A Kinder, Gentler Wall Street

But it isn't just new employees that are behind the tide of business; the flow of deals has been strengthened by lawmakers, too. New York, for example, revamped its financial services bidding process and adopted new guidelines to level the playing field for minority-owned firms. Last year, one in four of the state's underwriting dollars went to women- or minority-owned firms, up from 4% in 2007, according to Paul Williams, president of Dormitory Authority of the State of New York, one of five state agencies that sells bonds.

"When you look at the compensation that was being paid out...it was miraculous that they were still knocking on the door here to do business," he said.

Partly as a result, M.R. Beal & Co., a New York-based minority owned firm, was named sole bookrunner on a $1.3 billion bond sale by the DASNY early this month. Stanley Grayson, vice president and chief operating officer at Beal, said that the rule change not only makes sure that firms like his employer get in on deals, but that they harvest a greater portion of the associated fees.
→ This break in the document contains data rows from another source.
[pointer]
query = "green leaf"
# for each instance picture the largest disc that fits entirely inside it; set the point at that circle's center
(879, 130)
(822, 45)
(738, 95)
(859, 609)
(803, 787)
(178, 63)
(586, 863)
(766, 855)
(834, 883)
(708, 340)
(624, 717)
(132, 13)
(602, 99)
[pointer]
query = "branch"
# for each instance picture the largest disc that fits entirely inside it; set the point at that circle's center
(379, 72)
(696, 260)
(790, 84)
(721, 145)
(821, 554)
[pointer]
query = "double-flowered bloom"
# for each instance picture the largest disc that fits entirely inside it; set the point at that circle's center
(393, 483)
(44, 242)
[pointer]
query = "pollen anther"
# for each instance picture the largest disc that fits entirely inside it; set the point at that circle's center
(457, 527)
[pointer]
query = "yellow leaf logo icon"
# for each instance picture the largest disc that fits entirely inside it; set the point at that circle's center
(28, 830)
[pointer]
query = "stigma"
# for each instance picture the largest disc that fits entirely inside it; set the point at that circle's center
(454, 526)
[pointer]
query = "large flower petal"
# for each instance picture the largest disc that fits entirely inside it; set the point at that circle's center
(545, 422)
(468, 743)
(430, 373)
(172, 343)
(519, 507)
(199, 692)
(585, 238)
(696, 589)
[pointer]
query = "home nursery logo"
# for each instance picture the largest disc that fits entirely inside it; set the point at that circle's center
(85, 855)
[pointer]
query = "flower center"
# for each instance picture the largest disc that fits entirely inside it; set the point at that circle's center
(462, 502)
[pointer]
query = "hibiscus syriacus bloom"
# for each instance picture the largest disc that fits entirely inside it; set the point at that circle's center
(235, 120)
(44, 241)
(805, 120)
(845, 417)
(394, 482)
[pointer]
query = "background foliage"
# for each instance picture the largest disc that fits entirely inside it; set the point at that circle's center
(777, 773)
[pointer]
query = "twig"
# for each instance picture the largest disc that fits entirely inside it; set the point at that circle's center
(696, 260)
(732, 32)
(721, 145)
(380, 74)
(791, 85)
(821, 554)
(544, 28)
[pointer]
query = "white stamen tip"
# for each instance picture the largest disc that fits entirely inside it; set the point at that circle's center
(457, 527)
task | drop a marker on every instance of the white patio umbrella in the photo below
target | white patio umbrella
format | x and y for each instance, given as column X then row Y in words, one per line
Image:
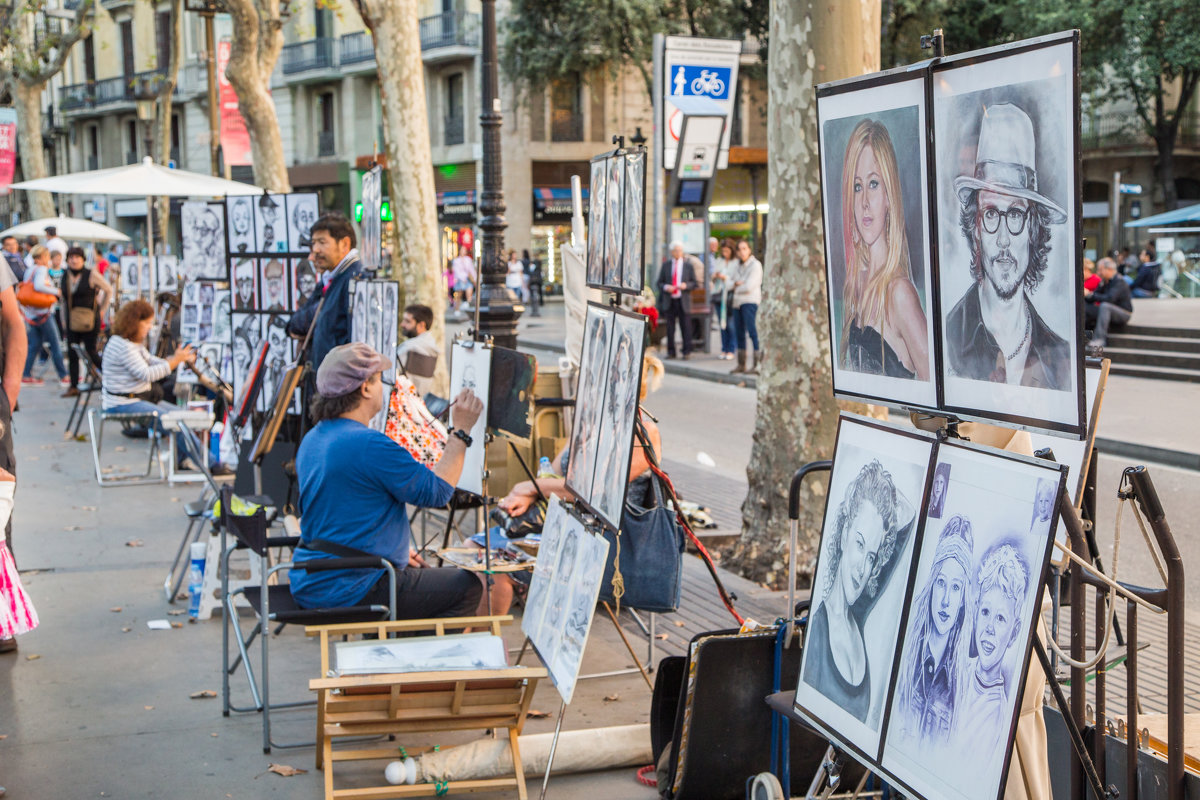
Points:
column 67, row 228
column 148, row 180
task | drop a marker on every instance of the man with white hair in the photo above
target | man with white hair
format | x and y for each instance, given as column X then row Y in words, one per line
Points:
column 677, row 278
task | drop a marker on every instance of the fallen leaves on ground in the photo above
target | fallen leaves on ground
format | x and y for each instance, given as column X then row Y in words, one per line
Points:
column 286, row 770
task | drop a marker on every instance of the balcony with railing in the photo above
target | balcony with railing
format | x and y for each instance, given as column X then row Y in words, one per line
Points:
column 312, row 54
column 454, row 130
column 355, row 48
column 448, row 30
column 325, row 144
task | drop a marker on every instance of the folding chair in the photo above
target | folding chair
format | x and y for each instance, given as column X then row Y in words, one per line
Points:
column 83, row 400
column 199, row 511
column 273, row 603
column 148, row 419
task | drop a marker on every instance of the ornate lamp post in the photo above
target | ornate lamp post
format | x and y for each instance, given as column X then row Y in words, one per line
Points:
column 208, row 10
column 498, row 307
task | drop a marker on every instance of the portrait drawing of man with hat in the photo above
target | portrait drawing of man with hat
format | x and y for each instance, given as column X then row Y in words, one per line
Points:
column 994, row 332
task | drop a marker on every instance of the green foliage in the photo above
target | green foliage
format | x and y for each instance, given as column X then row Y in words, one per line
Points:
column 550, row 40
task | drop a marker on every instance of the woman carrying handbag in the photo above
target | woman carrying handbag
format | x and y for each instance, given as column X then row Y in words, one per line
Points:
column 85, row 295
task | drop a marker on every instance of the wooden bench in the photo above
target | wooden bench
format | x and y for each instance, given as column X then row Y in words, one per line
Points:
column 423, row 702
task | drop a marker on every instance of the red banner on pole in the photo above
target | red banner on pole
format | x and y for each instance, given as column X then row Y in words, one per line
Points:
column 234, row 136
column 7, row 148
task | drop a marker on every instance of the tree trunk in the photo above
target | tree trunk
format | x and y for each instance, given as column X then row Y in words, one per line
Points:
column 406, row 130
column 810, row 42
column 28, row 97
column 253, row 49
column 163, row 121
The financial services bill pending in Washington, D.C., includes similar language. The latest version calls on federal agencies to include minority-owned businesses in purchasing decisions "to the maximum extent possible." Executives at minority-owned investment banks are most encouraged, however, by a second provision requiring each agency to submit to Congress an annual report charting progress on this front, including the percent of purchases that went to minority-owned firms. Many federal diversity initiatives lack this kind of annual audit.